La respuesta de los gobiernos miembros ha sido dispar. Mientras que algunos países han implementado programas ambiciosos de entrega de tabletas y computadoras a estudiantes de escuelas públicas, la falta de una estrategia de mantenimiento y capacitación docente ha hecho que gran parte de esta inversión se pierda o sea subutilizada. Los docentes, a menudo sin la formación necesaria para utilizar estas herramientas de manera pedagógicamente efectiva, se ven desbordados por un sistema que exige modernización sin ofrecer los recursos de soporte. La educación digital no se trata solo de la compra de hardware; es una transformación integral que exige cambios profundos en los programas de estudio y en la cultura de enseñanza dentro del Mercosur.
Para mitigar este problema, es fundamental una política regional que fomente la conectividad universal como un derecho humano. Los costos de los servicios de telecomunicaciones en la región son, en comparación con otros mercados emergentes, significativamente altos, lo que dificulta el acceso para familias con bajos recursos. La creación de una red de fibra óptica regional y la eliminación de aranceles de importación para dispositivos educativos son medidas que el Mercosur podría impulsar para democratizar el aprendizaje. Esta acción no solo beneficiaría a la educación, sino que tendría un efecto multiplicador en la economía al fomentar el desarrollo de contenidos locales y mejorar la calidad de vida de las familias en las zonas más apartadas.
Finalmente, el debate debe centrarse en la alfabetización crítica de los datos. En un mundo inundado de información, saber buscar, verificar y aplicar el conocimiento digital es la nueva moneda de cambio. Si el bloque logra establecer estándares comunes para el desarrollo de competencias digitales en el sistema escolar, estaría dando un paso gigantesco hacia la creación de una fuerza laboral capaz de navegar los desafíos de la inteligencia artificial y la automatización. El futuro del Mercosur no depende solo de la extracción de recursos naturales, sino de su capacidad para convertir a su población en ciudadanos digitales competentes, capaces de innovar y participar plenamente en la economía global del conocimiento.
ACERCA DEL CORRESPONSAL
GILSON DANTAS CARMINI
Gilson Dantas Carmini es periodista brasileño, presidente y editor en jefe de Prensa Mercosur. Especializado en integración regional, geopolítica y derechos humanos, desarrolla una destacada labor en el ámbito de la comunicación internacional.

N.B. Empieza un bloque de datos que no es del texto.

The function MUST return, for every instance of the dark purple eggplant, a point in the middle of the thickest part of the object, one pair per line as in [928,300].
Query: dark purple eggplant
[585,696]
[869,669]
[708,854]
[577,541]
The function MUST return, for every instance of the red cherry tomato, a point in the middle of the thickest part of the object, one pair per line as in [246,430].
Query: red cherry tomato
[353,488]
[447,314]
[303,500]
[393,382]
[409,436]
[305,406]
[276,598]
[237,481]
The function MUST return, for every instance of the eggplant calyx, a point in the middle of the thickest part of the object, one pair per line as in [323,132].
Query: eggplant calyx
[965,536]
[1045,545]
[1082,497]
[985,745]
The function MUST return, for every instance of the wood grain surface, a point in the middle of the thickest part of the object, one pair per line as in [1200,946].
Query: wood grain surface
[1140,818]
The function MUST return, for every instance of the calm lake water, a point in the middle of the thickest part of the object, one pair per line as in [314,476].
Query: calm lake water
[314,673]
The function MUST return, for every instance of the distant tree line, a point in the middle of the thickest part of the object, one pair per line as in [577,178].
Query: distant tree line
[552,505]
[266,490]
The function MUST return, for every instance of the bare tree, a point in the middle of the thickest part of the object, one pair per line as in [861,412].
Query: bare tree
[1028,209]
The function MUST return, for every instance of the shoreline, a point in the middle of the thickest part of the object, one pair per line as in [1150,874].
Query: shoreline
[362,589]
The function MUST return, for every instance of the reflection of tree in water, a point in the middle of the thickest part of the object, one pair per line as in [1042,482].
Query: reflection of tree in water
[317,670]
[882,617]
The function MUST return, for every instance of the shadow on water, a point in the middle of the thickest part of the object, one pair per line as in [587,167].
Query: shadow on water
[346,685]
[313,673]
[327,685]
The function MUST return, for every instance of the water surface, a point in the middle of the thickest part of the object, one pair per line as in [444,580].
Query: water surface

Posee un Máster en Desarrollo y Cooperación Internacional y mantiene una amplia red de relaciones profesionales, académicas y diplomáticas en América Latina y Asia.
Entre sus reconocimientos destacan el Micrófono de Oro de la Asociación Nacional de Locutores de México (2021), el Doctorado Honoris Causa de la Universidad Internacional México Blanco (2020) y el título de Amigo de la Niñez y la Adolescencia.
- ★Denuncias de Derechos Humanos y la crisis de documentación en la frontera
- ★El calvario del transporte transfronterizo: entre la burocracia y la inseguridad
- ★La lucha contra el reclutamiento criminal en poblaciones vulnerables
- ★Expansión del turismo: ¿Transformación económica o maquillaje para problemas estructurales?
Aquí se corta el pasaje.